The Stranger Things cast and crew are going to have a lot of work to do on season 4 when production resumes. Netflix announced late last week that they were going to halt production on the hit series, along with the rest of their scripted content. The coronavirus pandemic does not seem like it will be going away any time soon, so it might be a bit longer than the two-week delay that was initially proposed. Shutting down the production was not an easy decision to make and director Shawn Levy calls it "bittersweet."
Production on Stranger Things season 4 had been underway for a month when Shawn Levy had to deliver the news to the cast and crew. Over the past few weeks, most Hollywood productions have been halted. Movie theaters are closed in North America and a bunch of movie release dates have been postponed. This is the new normal for the time being. Levy had this to say about shutting everything down.
"I was having phone calls with Netflix while directing takes and blocking scenes. We shared the news with our cast and crew that we would be pausing production out of an abundance of caution. There were no sick crew members, no one was exhibiting symptoms, but it seemed like the right thing to do."
Since Stranger Things season 4 only had about a month of work done on it, there is going to be a lot more to do when the production is able to resume. Netflix first announced two weeks, but it's looking like it could be delayed even longer, which could then effect the release date too. Shawn Levy says that everything, "feels familial for everyone," since they are on the fourth season and telling the entire cast and crew that they had to stop "when we felt like we're on a roll" felt like letting some people down. Levy explains.
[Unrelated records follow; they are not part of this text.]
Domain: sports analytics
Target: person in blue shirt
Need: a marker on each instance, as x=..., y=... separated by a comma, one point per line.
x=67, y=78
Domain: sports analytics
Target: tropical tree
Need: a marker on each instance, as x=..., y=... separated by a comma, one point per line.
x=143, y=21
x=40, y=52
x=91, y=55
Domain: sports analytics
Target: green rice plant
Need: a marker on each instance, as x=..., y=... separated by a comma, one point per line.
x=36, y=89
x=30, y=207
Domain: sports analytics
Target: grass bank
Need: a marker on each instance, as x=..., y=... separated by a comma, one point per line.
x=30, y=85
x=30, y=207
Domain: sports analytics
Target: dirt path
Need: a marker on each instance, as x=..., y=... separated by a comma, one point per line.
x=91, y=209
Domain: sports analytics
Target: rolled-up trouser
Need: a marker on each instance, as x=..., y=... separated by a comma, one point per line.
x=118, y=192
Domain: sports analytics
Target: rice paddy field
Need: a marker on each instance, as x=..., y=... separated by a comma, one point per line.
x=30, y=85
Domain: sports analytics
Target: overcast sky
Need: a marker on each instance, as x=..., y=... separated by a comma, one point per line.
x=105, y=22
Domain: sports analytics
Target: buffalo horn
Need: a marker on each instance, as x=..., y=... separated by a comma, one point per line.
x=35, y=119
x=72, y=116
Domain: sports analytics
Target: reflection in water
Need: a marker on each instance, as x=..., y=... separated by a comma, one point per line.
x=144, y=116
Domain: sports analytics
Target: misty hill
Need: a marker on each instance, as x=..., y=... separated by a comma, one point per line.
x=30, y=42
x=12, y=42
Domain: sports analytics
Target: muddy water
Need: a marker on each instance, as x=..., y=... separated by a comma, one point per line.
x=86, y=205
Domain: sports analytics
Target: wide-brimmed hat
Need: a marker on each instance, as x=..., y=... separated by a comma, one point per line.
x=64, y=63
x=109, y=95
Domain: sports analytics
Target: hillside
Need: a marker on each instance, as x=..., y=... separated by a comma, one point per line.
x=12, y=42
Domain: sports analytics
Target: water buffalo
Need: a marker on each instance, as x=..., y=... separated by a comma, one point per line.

"When you're shooting, you create this micro society, this community. You're aware of the world beyond, but in all of my years directing and producing, I'm hard pressed to come up with any comparisons for this truly global situation."
Shawn Levy also addressed whether or not the crew were still going to get paid. Netflix has agreed to pay crew members for two 40-hour weeks while everything is halted. "I'm just happy that Netflix wants to do right by the health and well-being of the people who make this show," said Levy. It's going to be hard for everybody coming up here in the next few weeks, so it's nice to know that the streaming platform is taking care of its employees.
Shawn Levy went on to state, "We want primarily to make sure that all our crew and cast remain safe and healthy in these scary times." He went on to say that he hopes that fans of Stranger Things will "follow protocols and these distancing strategies," in an effort to keep the coronavirus from continuing to spread. The quicker everybody starts stepping in line, the quicker we can all go outside and live normal lives again. Variety was the first to report on the Stranger Things production.